Darina Zaimova, Bulgaria.
ricercatore post dottorato ad Euricse (nel 2010-2011)
L’obiettivo del progetto è quello di analizzare l’equilibrio istituzionale come fattore determinante del capitale istituzionale e come condizione chiave della sostenibilità delle politiche pubbliche e delle organizzazioni economiche (imprese cooperative). Lo scopo della ricerca e la comparazione delle politiche pubbliche e della performance delle diverse organizzazioni economiche (gruppi di produttori e cooperative) nel settore agricolo e nel settore alimentare in Bulgaria ed in Italia.
Jacopo Sforzi, Italia.
Ricercatore post dottorato ad Euricse (nel 2010)
Jacopo Sforzi è inserito in un progetto di ricerca realizzato da Euricse in collaborazione con l’Univeristà di Almeria (Spagna) e l’International Institute of Social Studies (Olanda), che mira ad investigare le strategie applicate dalle banche di credito cooperativo nell’aiutare e promuovere le imprese sociali. L’obiettivo è quello di analizzare e comprendere i bisogni finanziari delle imprese sociali e il ruolo svolto dalle banche di credito cooperativo nel rispondere a questi bisogni e nell’adottare le strategie necessarie per assistere e sostenere le imprese sociali che si occupano di specifici problemi socio-economici a livello locale. La ricerca è condotta in tre paesi (Italia, Olanda, Spagna) attraverso casi studio realizzati a livello regionale per cercare di capire in modo più approfondito la natura delle imprese sociali (sviluppo dal basso) e tentare di scoprire in che modo le banche di credito cooperativo sono in grado di promuovere le imprese sociali, coinvolgere le comunità locali e incentivare lo sviluppo socio-economico a livello locale.
Richard Muko Ochanda, Kenia.
Samira Nuhanovic, Bosnia-Herzegovina.
Dottoranda presso la Scuola di Sviluppo Locale dell’Università di Trento.
Jamilya Jeenbaeva, Kyrgyzstan.
Dottorando presso la Scuola di Sviluppo Locale dell’Università di Trento.
Michela Giovannini, Italia.
Ivana Catturani, Italia.
Dottoranda presso CIFREM, Università di Trento
Gashaw Tadesse Abate, Etiopia.
Dottorando presso la Scuola di Sviluppo Locale dell’Università di Trento.

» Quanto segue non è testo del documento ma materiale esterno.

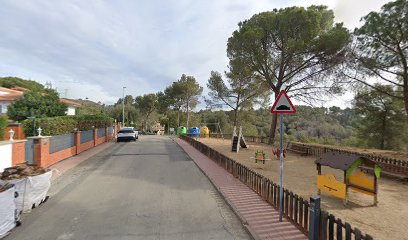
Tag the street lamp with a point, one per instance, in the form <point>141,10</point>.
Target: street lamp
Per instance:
<point>123,107</point>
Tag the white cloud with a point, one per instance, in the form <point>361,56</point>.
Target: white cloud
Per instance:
<point>93,48</point>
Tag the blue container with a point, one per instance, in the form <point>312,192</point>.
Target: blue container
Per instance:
<point>194,132</point>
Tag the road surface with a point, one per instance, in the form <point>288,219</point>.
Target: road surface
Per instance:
<point>148,189</point>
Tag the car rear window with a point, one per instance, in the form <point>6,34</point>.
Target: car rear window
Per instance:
<point>126,131</point>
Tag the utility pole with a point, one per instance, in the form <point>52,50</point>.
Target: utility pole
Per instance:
<point>123,107</point>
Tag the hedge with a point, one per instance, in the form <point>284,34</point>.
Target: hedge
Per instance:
<point>3,126</point>
<point>65,124</point>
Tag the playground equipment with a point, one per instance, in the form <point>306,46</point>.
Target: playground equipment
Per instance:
<point>181,130</point>
<point>276,152</point>
<point>260,156</point>
<point>238,140</point>
<point>194,132</point>
<point>217,127</point>
<point>204,132</point>
<point>354,178</point>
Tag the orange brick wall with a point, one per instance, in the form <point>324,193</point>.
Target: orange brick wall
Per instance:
<point>100,140</point>
<point>85,146</point>
<point>60,155</point>
<point>18,153</point>
<point>42,156</point>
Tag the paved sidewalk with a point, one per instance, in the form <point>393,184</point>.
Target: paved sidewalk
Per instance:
<point>71,162</point>
<point>262,219</point>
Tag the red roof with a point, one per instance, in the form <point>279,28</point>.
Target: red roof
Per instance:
<point>7,94</point>
<point>70,102</point>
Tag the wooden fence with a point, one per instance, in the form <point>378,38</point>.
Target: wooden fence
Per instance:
<point>390,167</point>
<point>295,208</point>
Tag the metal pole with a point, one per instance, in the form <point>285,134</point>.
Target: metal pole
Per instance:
<point>281,169</point>
<point>123,108</point>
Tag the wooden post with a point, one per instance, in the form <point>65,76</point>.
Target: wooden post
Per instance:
<point>319,172</point>
<point>346,182</point>
<point>375,188</point>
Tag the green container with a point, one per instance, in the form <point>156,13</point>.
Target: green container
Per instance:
<point>181,130</point>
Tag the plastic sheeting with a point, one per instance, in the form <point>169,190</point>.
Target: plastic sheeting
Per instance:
<point>31,191</point>
<point>7,212</point>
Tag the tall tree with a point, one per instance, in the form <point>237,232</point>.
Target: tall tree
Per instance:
<point>293,49</point>
<point>382,124</point>
<point>146,104</point>
<point>173,97</point>
<point>381,50</point>
<point>37,104</point>
<point>240,93</point>
<point>191,90</point>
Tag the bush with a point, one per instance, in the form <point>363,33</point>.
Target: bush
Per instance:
<point>3,126</point>
<point>65,124</point>
<point>50,126</point>
<point>86,122</point>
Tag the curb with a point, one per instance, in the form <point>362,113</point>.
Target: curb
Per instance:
<point>60,173</point>
<point>244,222</point>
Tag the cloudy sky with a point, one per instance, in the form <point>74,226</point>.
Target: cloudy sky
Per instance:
<point>93,48</point>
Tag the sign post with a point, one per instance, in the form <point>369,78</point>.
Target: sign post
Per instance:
<point>282,105</point>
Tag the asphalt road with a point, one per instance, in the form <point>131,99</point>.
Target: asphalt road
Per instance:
<point>148,189</point>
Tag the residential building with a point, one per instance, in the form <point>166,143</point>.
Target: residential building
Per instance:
<point>7,96</point>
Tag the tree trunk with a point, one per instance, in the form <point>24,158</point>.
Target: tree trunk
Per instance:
<point>272,131</point>
<point>178,117</point>
<point>235,117</point>
<point>188,116</point>
<point>405,89</point>
<point>384,123</point>
<point>274,123</point>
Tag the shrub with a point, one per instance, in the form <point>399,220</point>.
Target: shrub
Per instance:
<point>50,126</point>
<point>65,124</point>
<point>3,126</point>
<point>86,122</point>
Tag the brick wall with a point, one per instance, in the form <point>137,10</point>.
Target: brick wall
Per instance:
<point>85,146</point>
<point>18,152</point>
<point>42,154</point>
<point>60,155</point>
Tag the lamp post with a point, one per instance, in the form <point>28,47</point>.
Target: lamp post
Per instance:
<point>123,107</point>
<point>11,135</point>
<point>33,118</point>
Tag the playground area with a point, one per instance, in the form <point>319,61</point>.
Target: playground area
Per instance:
<point>387,220</point>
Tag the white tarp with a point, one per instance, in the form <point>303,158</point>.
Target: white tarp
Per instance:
<point>7,212</point>
<point>31,190</point>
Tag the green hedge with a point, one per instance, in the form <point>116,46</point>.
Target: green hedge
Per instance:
<point>65,124</point>
<point>86,122</point>
<point>3,126</point>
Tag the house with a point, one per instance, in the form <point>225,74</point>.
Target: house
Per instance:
<point>72,105</point>
<point>7,96</point>
<point>157,128</point>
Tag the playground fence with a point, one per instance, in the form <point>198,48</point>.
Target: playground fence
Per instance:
<point>295,208</point>
<point>391,167</point>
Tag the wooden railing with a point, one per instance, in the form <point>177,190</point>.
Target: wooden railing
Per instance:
<point>295,208</point>
<point>391,167</point>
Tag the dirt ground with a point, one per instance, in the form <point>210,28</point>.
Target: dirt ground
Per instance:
<point>387,220</point>
<point>383,153</point>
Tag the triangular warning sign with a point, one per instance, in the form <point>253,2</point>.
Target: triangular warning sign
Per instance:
<point>283,104</point>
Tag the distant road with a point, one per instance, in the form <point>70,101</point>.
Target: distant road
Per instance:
<point>148,189</point>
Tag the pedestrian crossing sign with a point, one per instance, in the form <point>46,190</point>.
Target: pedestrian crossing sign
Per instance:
<point>283,104</point>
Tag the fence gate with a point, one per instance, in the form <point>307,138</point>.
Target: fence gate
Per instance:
<point>29,151</point>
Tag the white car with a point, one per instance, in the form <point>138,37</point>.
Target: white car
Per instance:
<point>127,134</point>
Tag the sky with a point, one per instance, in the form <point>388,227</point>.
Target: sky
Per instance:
<point>92,49</point>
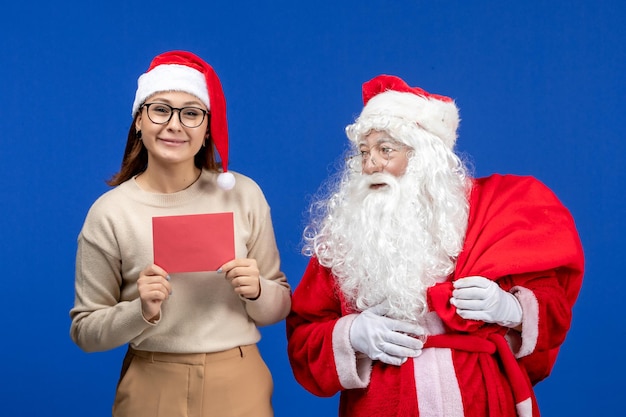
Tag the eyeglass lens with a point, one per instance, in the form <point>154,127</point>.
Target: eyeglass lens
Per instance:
<point>161,113</point>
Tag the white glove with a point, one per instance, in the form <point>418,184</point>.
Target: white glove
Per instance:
<point>479,298</point>
<point>385,339</point>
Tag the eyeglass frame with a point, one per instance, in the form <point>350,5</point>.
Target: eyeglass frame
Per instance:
<point>362,159</point>
<point>180,109</point>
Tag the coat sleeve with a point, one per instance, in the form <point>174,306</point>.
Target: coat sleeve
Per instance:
<point>321,356</point>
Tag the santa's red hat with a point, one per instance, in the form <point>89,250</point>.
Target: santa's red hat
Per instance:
<point>387,98</point>
<point>184,71</point>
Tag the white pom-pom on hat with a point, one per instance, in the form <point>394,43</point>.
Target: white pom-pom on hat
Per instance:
<point>226,180</point>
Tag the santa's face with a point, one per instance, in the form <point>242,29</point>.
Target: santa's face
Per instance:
<point>382,154</point>
<point>392,228</point>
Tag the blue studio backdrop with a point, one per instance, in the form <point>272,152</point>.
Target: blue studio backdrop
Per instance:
<point>540,88</point>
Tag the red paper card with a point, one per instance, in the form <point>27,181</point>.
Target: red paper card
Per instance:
<point>193,243</point>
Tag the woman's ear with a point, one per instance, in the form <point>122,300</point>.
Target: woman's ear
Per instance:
<point>138,122</point>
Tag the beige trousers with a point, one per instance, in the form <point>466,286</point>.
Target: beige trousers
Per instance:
<point>232,383</point>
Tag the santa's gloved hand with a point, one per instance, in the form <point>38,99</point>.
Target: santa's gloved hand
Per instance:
<point>385,339</point>
<point>479,298</point>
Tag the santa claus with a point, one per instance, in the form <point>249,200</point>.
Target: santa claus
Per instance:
<point>428,292</point>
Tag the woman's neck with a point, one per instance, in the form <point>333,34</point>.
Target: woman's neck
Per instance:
<point>168,180</point>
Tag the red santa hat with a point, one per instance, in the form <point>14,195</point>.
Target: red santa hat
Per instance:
<point>388,97</point>
<point>184,71</point>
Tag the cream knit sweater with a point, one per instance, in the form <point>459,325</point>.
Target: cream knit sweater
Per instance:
<point>203,314</point>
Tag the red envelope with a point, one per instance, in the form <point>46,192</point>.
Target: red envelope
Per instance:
<point>193,243</point>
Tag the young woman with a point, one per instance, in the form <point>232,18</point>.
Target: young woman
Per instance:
<point>191,336</point>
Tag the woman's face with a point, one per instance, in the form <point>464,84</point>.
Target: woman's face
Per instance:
<point>172,142</point>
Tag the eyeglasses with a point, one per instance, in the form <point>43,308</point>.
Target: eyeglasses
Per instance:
<point>161,113</point>
<point>383,152</point>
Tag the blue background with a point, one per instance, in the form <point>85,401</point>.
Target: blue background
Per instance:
<point>540,87</point>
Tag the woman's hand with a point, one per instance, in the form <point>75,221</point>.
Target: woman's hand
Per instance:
<point>243,275</point>
<point>154,288</point>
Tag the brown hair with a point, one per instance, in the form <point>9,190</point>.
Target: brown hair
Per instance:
<point>135,158</point>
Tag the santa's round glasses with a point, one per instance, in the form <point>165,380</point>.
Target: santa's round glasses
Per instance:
<point>380,153</point>
<point>161,113</point>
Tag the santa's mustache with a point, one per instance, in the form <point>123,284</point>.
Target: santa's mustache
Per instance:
<point>377,181</point>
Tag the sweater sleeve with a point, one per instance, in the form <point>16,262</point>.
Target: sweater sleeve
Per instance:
<point>274,301</point>
<point>100,321</point>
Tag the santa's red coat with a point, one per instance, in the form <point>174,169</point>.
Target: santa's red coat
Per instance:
<point>520,235</point>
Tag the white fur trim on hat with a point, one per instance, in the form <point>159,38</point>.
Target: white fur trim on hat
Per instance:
<point>171,77</point>
<point>441,118</point>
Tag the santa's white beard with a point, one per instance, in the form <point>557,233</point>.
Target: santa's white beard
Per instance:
<point>388,245</point>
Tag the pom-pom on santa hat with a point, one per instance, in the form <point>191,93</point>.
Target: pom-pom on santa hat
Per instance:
<point>388,97</point>
<point>186,72</point>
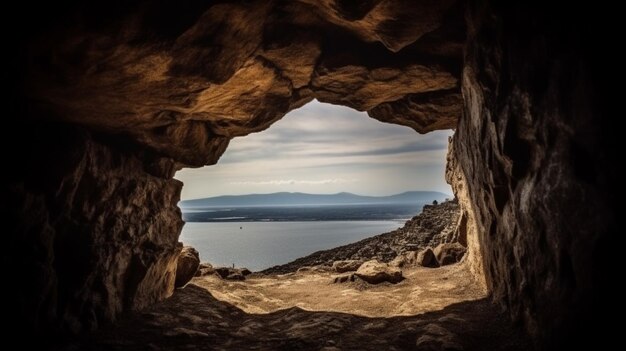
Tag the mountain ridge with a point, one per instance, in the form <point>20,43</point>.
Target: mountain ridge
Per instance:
<point>299,198</point>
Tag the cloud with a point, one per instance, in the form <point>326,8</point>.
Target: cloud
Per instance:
<point>295,182</point>
<point>325,148</point>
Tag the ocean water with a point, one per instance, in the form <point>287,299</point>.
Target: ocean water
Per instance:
<point>261,244</point>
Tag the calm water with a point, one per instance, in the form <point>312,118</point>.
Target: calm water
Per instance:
<point>260,245</point>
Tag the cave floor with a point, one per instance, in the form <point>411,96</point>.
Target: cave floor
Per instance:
<point>433,309</point>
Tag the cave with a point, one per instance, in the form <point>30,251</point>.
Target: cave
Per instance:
<point>109,99</point>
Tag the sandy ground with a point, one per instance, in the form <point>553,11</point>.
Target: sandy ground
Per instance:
<point>423,290</point>
<point>433,309</point>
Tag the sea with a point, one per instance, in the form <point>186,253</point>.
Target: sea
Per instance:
<point>264,236</point>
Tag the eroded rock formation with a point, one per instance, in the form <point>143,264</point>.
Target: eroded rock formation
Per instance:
<point>112,98</point>
<point>437,224</point>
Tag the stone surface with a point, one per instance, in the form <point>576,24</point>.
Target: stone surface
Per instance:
<point>436,224</point>
<point>187,266</point>
<point>110,99</point>
<point>537,148</point>
<point>104,222</point>
<point>375,272</point>
<point>427,258</point>
<point>449,253</point>
<point>346,265</point>
<point>205,268</point>
<point>157,87</point>
<point>195,319</point>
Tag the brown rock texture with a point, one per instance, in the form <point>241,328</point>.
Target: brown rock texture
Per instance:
<point>105,225</point>
<point>151,88</point>
<point>435,225</point>
<point>111,98</point>
<point>536,147</point>
<point>375,272</point>
<point>449,253</point>
<point>187,266</point>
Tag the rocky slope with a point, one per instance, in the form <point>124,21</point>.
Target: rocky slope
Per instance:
<point>435,225</point>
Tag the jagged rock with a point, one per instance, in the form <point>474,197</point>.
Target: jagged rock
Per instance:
<point>427,258</point>
<point>187,265</point>
<point>449,253</point>
<point>235,276</point>
<point>346,265</point>
<point>110,103</point>
<point>437,338</point>
<point>375,272</point>
<point>230,273</point>
<point>344,278</point>
<point>205,269</point>
<point>436,224</point>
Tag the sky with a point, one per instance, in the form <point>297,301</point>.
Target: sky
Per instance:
<point>325,149</point>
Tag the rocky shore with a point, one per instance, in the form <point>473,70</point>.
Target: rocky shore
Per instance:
<point>434,227</point>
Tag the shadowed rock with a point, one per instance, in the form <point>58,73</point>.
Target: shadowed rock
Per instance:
<point>375,272</point>
<point>187,266</point>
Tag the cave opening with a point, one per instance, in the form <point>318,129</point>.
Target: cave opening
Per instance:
<point>110,101</point>
<point>304,205</point>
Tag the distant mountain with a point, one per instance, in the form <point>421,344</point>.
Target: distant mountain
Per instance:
<point>291,199</point>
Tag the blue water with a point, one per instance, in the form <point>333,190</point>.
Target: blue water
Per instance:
<point>260,245</point>
<point>300,213</point>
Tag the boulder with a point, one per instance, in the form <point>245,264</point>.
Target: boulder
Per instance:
<point>235,276</point>
<point>449,253</point>
<point>426,258</point>
<point>205,269</point>
<point>375,272</point>
<point>344,278</point>
<point>346,265</point>
<point>187,266</point>
<point>230,273</point>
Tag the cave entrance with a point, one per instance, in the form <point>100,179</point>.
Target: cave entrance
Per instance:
<point>324,177</point>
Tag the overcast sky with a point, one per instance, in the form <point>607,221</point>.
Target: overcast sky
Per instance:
<point>325,149</point>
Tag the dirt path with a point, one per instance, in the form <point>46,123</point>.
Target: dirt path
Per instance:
<point>423,290</point>
<point>307,312</point>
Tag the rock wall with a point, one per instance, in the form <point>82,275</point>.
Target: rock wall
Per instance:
<point>93,230</point>
<point>135,90</point>
<point>112,97</point>
<point>535,149</point>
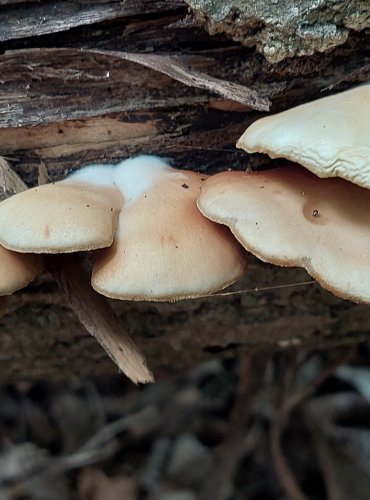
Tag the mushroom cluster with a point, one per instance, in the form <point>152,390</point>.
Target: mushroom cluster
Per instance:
<point>291,217</point>
<point>147,238</point>
<point>143,213</point>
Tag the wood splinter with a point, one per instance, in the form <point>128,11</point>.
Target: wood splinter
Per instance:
<point>92,309</point>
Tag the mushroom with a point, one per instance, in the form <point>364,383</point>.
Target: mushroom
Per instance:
<point>329,136</point>
<point>164,249</point>
<point>17,270</point>
<point>79,213</point>
<point>290,217</point>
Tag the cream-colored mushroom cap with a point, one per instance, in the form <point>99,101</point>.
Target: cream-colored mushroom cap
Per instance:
<point>79,213</point>
<point>164,248</point>
<point>290,217</point>
<point>17,270</point>
<point>329,136</point>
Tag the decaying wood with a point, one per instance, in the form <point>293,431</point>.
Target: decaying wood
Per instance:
<point>80,107</point>
<point>96,315</point>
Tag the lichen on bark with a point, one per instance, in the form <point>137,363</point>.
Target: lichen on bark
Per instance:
<point>284,28</point>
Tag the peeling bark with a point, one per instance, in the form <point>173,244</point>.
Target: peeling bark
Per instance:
<point>60,113</point>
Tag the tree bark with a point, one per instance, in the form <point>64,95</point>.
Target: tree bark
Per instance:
<point>66,101</point>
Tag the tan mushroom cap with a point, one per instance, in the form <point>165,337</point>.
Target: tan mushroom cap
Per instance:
<point>164,249</point>
<point>17,270</point>
<point>329,136</point>
<point>68,216</point>
<point>290,217</point>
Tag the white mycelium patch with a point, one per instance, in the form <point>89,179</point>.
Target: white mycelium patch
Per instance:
<point>135,176</point>
<point>98,175</point>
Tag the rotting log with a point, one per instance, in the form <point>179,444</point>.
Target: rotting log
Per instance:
<point>61,109</point>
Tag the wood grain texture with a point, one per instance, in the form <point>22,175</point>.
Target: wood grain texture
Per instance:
<point>62,112</point>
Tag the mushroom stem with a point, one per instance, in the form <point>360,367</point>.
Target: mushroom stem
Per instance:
<point>2,306</point>
<point>97,316</point>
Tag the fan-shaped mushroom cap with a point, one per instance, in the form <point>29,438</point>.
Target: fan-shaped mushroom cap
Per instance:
<point>17,270</point>
<point>79,213</point>
<point>329,136</point>
<point>290,217</point>
<point>164,248</point>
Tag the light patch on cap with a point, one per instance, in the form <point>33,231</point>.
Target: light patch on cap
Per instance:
<point>98,175</point>
<point>329,136</point>
<point>135,176</point>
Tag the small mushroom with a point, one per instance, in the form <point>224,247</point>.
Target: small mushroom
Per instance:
<point>79,213</point>
<point>164,249</point>
<point>329,136</point>
<point>290,217</point>
<point>17,270</point>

Le politiche per lo sviluppo rurale ed agricolo in Etiopia incentivano soluzioni di tipo cooperativo come meccanismi di compensazione ai fallimenti di mercato. Tuttavia le cooperative sono andate frequentemente incontro a repentini cambi di direzione nell’approccio economico ed oggi costituiscono l’84% degli input e il 15% degli output del mercato agricolo. Infatti, attualmente le cooperative sono considerate in grado di aiutare i piccoli produttori ad integrarsi nei mercati locali, regionali e globali e di conseguenza stimolare le economie rurali. Le cooperative che operano nei settori del credito, del commercio e nel settore agricolo sono spesso viste come strumenti di distribuzione di servizi e finanziamenti per lo sviluppo rurale.
La ricerca ha l’obiettivo di fornire dati effettivi a conferma del contributo delle cooperative allo sviluppo rurale in Etiopia,
in particolare nelle comunità rurali del West Shoa, e nella regione di Oromia.